In 2013, Delingpole apologised after describing an article by a fellow journalist, which attacked the views of columnist Suzanne Moore, as giving her "such a seeing-to, she'll be walking bow-legged for weeks."

On 10 January 2013 the UK Met Office responded to Delingpole's Daily Mail article published earlier that day, 'The crazy climate change obsession that's made the Met Office a menace', with a blog rebutting "a series of factual inaccuracies" in the piece, which included repetition of a falsehood which the Telegraph had withdrawn in 2012 following a Press Complaints Commission ruling.

The Met Office refuted an assertion attributed to Global Warming Policy Foundation member David Whitehouse, but agreed with Whitehouse's statement that "when it comes to four or five day weather forecasting, the Met Office is the best in the world".

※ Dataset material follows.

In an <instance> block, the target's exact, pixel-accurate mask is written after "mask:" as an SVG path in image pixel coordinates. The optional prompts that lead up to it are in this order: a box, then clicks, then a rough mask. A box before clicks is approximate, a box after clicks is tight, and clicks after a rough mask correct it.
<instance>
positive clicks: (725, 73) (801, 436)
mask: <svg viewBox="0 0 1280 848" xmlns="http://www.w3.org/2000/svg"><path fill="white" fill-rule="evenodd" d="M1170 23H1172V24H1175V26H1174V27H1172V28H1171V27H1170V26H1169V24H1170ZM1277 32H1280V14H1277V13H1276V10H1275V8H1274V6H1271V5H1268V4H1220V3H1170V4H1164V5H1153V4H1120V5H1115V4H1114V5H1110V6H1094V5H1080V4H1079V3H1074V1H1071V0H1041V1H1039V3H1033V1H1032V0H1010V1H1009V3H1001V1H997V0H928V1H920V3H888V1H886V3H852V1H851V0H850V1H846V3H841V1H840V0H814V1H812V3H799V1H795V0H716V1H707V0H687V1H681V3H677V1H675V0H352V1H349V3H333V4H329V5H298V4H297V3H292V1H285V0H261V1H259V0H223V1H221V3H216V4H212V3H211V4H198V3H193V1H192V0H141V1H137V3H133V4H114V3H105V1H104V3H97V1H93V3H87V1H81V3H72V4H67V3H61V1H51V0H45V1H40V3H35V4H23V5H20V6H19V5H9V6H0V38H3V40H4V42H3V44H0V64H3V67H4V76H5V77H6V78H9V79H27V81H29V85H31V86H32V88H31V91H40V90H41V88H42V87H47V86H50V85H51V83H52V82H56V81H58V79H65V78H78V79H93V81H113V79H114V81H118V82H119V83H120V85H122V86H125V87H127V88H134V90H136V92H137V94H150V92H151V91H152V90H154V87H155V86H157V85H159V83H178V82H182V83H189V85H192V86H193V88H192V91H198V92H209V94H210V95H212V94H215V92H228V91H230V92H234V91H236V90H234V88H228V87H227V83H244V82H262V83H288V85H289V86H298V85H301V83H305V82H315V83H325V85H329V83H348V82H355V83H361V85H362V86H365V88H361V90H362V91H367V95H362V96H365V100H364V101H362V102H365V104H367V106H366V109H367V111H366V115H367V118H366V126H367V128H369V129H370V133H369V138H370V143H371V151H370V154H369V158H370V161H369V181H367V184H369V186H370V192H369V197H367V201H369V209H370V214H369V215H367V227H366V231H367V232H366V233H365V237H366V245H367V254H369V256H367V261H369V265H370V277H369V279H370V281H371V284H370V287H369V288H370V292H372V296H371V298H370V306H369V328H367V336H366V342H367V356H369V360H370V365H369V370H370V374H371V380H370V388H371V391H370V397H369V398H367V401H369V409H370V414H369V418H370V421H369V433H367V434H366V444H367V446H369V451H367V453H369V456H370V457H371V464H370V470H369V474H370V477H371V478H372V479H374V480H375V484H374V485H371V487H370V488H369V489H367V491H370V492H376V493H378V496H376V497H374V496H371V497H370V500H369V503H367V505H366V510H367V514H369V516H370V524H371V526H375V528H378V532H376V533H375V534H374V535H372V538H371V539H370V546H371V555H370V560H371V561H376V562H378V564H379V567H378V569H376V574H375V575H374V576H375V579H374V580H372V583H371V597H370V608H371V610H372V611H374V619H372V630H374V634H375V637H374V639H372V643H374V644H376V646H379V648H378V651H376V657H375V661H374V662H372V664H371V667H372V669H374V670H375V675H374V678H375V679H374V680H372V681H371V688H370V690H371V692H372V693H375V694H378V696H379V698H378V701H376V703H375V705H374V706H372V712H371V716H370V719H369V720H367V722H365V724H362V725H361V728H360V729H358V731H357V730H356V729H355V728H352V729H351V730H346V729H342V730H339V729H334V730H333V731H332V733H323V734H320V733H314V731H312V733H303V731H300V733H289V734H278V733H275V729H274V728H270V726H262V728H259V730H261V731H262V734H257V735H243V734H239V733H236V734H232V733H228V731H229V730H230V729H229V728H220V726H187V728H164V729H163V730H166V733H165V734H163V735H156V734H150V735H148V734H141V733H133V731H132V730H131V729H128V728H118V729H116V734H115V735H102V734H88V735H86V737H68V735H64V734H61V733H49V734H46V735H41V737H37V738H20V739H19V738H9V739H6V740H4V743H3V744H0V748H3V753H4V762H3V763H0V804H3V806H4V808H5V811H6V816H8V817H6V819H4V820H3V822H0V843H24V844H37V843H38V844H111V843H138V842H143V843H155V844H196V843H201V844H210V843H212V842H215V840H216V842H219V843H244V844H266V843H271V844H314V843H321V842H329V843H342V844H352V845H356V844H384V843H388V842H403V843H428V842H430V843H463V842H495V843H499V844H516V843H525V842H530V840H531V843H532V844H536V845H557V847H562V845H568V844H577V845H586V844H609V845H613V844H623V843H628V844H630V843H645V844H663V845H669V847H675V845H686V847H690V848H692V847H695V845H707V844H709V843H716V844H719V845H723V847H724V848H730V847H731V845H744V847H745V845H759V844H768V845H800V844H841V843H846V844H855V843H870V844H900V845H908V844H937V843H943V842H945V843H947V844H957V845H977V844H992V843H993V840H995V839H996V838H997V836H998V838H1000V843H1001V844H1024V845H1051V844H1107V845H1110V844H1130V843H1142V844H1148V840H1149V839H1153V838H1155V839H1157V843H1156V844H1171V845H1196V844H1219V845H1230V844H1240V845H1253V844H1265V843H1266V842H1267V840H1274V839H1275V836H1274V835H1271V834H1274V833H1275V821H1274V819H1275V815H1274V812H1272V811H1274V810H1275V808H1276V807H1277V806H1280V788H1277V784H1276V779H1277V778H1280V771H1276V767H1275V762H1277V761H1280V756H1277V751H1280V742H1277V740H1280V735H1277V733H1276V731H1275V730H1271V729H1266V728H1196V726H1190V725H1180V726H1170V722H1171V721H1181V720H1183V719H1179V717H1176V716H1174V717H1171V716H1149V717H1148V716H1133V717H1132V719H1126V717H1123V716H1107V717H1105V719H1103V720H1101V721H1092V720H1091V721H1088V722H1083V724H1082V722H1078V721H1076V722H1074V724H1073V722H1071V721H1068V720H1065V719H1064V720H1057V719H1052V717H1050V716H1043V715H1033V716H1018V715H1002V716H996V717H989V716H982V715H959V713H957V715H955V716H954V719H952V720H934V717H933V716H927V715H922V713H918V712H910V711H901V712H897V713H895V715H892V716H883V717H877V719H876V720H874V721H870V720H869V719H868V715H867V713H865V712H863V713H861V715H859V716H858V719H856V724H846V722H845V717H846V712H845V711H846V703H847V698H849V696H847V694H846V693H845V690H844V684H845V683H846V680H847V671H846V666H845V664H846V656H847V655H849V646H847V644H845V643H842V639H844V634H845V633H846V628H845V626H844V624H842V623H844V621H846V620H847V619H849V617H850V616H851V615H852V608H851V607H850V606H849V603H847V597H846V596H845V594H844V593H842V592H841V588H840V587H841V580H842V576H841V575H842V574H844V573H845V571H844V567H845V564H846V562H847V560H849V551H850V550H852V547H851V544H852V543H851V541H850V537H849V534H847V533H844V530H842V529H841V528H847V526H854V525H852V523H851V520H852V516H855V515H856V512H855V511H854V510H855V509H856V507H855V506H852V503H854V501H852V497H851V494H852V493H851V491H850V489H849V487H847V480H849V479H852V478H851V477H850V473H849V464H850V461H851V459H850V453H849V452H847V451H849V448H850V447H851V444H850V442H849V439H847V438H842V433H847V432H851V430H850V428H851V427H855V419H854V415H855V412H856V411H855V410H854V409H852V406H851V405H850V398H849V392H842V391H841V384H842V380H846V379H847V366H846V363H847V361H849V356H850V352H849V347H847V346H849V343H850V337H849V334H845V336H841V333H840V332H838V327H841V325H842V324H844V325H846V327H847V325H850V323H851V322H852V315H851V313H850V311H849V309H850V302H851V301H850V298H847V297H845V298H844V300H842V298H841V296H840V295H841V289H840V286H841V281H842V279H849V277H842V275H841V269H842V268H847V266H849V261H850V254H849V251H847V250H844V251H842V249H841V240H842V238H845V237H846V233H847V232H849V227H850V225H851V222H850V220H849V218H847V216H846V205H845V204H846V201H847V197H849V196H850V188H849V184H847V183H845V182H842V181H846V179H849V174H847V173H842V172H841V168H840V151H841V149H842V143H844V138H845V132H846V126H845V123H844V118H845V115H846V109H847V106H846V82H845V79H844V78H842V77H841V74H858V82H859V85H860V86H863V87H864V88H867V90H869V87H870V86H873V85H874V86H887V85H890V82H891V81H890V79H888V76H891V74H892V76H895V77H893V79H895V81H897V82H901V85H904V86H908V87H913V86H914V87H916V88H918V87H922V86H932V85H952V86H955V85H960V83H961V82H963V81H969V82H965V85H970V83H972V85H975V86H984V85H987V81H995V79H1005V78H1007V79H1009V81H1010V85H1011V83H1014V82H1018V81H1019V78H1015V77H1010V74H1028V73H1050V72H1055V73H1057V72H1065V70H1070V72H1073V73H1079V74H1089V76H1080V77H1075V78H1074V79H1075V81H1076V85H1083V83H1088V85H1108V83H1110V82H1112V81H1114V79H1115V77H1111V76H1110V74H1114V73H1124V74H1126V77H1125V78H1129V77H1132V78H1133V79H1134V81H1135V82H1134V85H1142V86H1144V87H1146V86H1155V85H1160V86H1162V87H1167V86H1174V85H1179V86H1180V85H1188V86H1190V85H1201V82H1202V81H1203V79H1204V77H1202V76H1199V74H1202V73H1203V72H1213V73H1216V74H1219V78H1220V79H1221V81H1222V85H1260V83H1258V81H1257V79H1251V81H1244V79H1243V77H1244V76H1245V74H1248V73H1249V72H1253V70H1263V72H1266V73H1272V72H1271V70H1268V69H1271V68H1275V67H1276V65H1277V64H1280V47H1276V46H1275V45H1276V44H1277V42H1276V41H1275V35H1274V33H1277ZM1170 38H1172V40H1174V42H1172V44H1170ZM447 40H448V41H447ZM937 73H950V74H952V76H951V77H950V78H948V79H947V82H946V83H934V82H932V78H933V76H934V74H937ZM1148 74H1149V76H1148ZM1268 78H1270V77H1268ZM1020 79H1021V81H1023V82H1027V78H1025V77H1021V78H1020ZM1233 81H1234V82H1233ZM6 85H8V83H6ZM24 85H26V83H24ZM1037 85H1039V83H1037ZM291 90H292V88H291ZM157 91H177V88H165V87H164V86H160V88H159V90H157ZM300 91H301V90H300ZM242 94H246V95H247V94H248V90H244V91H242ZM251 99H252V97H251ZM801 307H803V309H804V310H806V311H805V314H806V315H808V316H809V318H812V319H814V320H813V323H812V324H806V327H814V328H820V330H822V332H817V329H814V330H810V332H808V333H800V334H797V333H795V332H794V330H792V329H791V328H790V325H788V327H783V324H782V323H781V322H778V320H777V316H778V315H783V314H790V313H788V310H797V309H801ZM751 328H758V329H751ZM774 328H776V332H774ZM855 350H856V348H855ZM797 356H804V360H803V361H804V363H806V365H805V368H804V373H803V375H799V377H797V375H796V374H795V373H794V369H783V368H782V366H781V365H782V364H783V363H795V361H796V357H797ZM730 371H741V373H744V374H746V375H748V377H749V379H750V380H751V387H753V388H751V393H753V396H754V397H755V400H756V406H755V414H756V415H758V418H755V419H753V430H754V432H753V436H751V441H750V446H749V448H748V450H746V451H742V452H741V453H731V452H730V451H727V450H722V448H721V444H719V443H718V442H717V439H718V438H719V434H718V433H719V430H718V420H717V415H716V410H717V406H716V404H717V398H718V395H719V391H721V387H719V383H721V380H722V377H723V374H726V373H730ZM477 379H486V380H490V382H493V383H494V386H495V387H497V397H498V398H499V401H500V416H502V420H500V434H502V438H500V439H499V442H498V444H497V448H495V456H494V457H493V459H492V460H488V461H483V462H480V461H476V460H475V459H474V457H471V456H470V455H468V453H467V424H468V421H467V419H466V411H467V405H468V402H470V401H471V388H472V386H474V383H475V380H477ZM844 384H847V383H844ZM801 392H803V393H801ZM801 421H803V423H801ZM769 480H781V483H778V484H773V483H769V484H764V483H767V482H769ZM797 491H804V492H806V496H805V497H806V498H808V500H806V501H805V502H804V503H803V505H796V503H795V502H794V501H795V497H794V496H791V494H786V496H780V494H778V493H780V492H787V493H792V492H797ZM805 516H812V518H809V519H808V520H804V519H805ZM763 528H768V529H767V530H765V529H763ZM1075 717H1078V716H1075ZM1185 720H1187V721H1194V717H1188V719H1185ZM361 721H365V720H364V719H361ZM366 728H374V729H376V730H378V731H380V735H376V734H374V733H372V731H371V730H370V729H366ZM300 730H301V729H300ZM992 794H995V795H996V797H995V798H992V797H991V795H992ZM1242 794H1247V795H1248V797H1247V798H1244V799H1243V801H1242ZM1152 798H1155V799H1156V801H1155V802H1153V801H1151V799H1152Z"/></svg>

Delingpole has repeatedly incited violence against named scientists and climate campaigners.

In 2013 he published an article in The Spectator, asking the question whether climate scientists like Michael E. Mann, natural scientist Tim Flannery and journalist George Monbiot should be "given the electric chair", "hanged" or "fed to the crocodiles" for speaking out on anthropogenic global warming, stating that his answer "is – *regretful sigh* – no."

2015

In 2015, Delingpole was named as a source for Lord Ashcroft's unauthorised biography of David Cameron (co-authored with journalist Isabel Oakeshott), Call Me Dave, about Cameron's time at university, in which Delingpole claims to have smoked cannabis with the future PM.

Delingpole has repeatedly promoted climate change denial.